In criminal and legal processes, the chain of custody ensures the integrity of the evidence presented in court. Forensic evidence chain of custody refers to the entire history of the evidence, which could be any artefacts (documents, DNA, fingerprints, photographs, firearms, drugs, etc), including its detailed chronological record of how it was collected/seized, taken into custody, documented, analyzed, transferred, stored, assessed and disposed of.

Each piece of evidence brought to court must have the integrity of its chain of custody verified to be admissible. This process aims to guarantee that evidence has not been distorted, planted, or misrepresented. If the wrong person accesses the information, takes too long to transfer it, mislabels it, or accidentally tampers with it in any way, vital evidence could be deemed inadmissible. This is the reason why proper chain of custody is key to a high quality, just and impartial justice system.

A short documentary has been developed to reflect a white crime scene simulation, fully scaled and as close as possible to reality, where the trainees from each group had to apply their acquired knowledge, role and responsibilities, depending on their training group. 

Following the overall success of the training, with 38 new trainers, UNODC organized the programme's closing ceremony on the 21 January 2019 at the Police Academy. The event took place with the honorary presence of high-level Tunisian Officials from the Ministry of Interior, the Ministry of Health, UNODC and the International Community. As well as field experts such as Professor Pierre Margot, former Director of the Forensic School of Lausanne (Switzerland), Doctor Moncef Hamdoun, Head of the Forensic Medicine Service in the Tunisian Ministry of Health, M. Ali Guiga, chargé de mission to the Ministry of Justice, and M. Lasaad Ben Lazreg, Director of the National Police Academy.

During the ceremony a "Recommendation Guide on crime scene management and forensic evidence chain of custody," was introduced by a Technical Committee composed of 45 representatives of the Ministry of Interior, Ministry of Justice, Ministry of Health and UNODC. The Recommendation Guide compiles proposed legislative texts, standard operating procedures, guidelines, and field tools (logbooks and forms). 

On 27, 28 and 29 March 2019, two additional successful workshops were organized in Tabarka, Tunisia, in close collaboration with the "Institut Supérieur de Magistrature" of Tunisia, for 64 Tunisian magistrates. Through interactive sessions, practical examples and exercises, the trainings focused on the importance of crime scene and forensic evidence preservation and appropriate management along the chain of custody. The trainings were based based on standard operating procedure in accordance with international standards and best practices, and on related relevant legislation.

The trainings also included brainstorming sessions and discussions around the gaps and proposed legislation regarding crime scene and forensic evidence preservation and management. Those successful workshops took place with the honorary presence of M. Chokri Mejri President of the Appeal Court of Jendouba Gouvernorate and M. Ahmed Yahyaoui the General director of the Institut Supérieur de Magistrature.
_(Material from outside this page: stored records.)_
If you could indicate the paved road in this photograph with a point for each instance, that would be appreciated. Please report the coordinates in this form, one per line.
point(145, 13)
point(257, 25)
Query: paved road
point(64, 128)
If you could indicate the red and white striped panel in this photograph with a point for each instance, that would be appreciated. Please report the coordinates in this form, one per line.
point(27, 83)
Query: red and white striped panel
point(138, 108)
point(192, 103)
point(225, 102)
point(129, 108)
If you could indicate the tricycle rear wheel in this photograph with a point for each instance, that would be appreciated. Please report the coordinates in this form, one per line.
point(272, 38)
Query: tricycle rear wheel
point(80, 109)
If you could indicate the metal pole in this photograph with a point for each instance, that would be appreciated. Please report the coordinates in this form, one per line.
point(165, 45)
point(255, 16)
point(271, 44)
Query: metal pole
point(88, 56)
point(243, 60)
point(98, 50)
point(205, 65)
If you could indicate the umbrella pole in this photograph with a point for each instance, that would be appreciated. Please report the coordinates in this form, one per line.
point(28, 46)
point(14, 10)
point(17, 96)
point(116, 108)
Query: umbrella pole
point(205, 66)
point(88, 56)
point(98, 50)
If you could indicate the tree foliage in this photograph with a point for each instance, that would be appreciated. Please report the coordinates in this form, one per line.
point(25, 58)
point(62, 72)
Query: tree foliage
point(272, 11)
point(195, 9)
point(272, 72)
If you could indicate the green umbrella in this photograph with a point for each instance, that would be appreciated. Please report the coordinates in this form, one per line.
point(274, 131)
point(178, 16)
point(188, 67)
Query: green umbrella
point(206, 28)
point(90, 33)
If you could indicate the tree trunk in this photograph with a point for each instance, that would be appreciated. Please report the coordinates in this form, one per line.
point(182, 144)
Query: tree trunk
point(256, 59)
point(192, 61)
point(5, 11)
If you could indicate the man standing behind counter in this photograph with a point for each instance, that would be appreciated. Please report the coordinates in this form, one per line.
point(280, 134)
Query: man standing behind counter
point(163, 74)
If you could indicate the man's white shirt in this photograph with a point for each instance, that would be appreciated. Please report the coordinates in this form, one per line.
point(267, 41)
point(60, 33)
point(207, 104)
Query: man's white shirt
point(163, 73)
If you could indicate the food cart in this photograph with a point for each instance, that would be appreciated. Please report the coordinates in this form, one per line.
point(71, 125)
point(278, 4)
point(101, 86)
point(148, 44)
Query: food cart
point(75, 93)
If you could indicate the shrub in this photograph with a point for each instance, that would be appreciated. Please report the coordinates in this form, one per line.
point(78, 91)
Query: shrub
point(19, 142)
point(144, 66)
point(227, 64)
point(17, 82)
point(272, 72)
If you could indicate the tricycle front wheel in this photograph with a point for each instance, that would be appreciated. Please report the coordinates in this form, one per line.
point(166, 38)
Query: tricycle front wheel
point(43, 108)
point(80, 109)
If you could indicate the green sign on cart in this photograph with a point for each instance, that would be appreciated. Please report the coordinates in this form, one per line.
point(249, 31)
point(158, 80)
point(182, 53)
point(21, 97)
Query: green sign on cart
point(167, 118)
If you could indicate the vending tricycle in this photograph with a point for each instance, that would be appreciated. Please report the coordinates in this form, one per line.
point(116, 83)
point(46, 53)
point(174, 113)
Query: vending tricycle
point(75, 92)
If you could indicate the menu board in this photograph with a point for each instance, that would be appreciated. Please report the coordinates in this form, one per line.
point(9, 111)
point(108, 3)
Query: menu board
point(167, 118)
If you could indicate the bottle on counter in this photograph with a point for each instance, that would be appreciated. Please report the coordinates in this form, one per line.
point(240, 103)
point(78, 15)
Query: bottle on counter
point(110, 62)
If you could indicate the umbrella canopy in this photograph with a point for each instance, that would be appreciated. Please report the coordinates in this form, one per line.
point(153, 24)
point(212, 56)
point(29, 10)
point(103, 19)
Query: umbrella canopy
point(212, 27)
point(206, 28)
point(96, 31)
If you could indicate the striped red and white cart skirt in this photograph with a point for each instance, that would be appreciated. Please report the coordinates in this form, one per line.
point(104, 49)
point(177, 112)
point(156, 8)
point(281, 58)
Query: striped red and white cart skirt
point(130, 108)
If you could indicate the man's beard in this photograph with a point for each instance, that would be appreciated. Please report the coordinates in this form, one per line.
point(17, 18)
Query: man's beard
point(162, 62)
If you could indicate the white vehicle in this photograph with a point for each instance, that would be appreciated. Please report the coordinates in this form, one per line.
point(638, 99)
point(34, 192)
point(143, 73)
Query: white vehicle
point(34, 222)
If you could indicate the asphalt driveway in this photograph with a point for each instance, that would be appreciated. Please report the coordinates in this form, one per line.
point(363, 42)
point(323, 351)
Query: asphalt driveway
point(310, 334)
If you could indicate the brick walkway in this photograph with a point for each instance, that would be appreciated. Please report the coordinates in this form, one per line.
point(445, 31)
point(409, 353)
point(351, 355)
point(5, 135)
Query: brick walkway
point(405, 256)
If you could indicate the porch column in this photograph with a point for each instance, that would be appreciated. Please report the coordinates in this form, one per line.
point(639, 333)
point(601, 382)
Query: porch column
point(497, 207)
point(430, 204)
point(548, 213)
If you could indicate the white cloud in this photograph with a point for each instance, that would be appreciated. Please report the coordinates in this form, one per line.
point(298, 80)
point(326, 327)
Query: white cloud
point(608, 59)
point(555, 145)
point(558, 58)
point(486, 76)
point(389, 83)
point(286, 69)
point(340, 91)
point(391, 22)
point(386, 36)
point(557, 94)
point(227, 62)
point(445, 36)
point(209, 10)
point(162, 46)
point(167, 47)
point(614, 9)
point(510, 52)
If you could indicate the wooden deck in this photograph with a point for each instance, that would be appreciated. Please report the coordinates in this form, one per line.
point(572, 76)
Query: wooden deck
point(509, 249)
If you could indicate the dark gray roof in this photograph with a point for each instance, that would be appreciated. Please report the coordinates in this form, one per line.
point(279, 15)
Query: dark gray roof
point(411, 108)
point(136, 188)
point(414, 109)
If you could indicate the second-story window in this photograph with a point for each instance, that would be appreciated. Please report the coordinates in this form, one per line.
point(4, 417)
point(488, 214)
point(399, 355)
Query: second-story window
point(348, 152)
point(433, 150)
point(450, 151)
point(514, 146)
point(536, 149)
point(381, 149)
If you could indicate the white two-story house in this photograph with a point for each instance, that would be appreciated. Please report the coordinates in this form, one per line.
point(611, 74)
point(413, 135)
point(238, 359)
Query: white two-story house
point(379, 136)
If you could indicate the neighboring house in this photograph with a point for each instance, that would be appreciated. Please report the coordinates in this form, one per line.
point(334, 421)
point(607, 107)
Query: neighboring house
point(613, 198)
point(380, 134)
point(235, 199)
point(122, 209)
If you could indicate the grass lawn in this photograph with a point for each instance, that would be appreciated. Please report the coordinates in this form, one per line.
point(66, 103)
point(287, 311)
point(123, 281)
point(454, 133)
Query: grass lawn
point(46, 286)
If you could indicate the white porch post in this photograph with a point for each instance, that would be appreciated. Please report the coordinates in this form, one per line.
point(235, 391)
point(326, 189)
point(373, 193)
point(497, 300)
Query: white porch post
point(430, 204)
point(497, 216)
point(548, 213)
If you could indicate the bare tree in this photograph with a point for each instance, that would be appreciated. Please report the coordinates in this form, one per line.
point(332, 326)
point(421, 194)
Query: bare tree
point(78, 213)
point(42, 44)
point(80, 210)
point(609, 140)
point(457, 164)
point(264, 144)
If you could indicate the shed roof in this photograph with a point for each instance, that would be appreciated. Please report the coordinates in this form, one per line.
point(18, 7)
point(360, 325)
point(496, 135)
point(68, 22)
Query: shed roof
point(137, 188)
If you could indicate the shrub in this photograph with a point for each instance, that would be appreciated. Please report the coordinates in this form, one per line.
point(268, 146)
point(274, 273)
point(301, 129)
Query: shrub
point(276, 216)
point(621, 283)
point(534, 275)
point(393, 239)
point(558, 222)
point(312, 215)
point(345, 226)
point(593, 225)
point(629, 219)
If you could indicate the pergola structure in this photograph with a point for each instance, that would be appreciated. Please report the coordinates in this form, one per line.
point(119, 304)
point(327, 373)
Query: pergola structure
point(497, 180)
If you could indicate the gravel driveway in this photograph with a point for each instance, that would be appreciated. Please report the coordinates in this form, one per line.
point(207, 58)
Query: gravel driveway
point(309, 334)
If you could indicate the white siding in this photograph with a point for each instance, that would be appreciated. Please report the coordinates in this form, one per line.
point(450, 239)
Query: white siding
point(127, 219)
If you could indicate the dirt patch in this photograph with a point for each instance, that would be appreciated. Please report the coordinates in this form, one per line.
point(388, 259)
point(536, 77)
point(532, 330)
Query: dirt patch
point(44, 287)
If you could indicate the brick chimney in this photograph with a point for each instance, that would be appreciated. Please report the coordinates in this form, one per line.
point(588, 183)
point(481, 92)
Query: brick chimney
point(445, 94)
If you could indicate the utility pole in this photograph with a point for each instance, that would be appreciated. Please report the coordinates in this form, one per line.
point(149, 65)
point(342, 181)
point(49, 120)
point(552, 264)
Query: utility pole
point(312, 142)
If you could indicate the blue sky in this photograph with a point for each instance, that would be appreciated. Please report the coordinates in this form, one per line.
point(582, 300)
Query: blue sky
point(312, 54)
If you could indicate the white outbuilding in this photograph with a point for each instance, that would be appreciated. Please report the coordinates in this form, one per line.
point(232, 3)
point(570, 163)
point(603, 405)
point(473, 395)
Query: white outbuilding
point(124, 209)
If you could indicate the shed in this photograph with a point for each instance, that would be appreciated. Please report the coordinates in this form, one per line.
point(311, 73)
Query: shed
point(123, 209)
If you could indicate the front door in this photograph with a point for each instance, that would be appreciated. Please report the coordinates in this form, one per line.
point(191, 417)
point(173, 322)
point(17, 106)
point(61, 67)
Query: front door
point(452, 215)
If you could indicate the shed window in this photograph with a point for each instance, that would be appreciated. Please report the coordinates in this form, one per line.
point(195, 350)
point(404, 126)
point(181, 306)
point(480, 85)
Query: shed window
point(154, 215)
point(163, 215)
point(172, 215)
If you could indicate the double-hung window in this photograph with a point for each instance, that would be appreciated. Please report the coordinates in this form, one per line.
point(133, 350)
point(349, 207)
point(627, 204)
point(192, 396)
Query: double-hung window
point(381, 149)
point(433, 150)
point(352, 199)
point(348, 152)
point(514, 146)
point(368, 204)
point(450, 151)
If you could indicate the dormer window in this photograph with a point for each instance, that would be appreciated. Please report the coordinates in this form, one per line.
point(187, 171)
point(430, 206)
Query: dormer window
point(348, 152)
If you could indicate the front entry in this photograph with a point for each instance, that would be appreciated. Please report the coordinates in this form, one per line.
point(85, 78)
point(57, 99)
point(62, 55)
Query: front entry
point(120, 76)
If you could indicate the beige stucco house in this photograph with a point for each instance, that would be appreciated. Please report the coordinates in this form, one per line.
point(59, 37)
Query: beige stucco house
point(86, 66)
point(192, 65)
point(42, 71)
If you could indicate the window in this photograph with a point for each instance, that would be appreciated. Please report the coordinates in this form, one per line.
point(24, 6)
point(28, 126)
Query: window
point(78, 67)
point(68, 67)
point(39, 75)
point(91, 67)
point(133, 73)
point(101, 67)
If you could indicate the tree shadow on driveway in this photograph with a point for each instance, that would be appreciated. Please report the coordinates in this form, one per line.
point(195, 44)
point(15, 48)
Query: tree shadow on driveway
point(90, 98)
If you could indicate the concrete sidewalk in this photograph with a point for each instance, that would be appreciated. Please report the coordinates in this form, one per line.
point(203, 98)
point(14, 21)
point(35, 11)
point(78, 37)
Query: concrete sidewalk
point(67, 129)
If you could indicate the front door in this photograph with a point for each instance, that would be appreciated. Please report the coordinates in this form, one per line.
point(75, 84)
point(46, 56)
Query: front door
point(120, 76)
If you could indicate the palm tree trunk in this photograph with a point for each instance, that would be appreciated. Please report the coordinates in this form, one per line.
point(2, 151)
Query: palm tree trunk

The proposed legislative texts were presented by the Tunisian Legislative Reform Commission in April 2019 to the Tunisian Government. 

Those events represent the successful achievements of the first phase of the UNODC program on "Strengthening Tunisian crime scene investigation services", which were possible thanks to the excellent collaboration and cooperation of the Ministry of Interior, the Ministry of Justice and the Ministry of Health of Tunisia, and their representatives

This program was possible thanks to the generous contribution of the Bureau of International Narcotics and Law Enforcement Affairs INL-USA.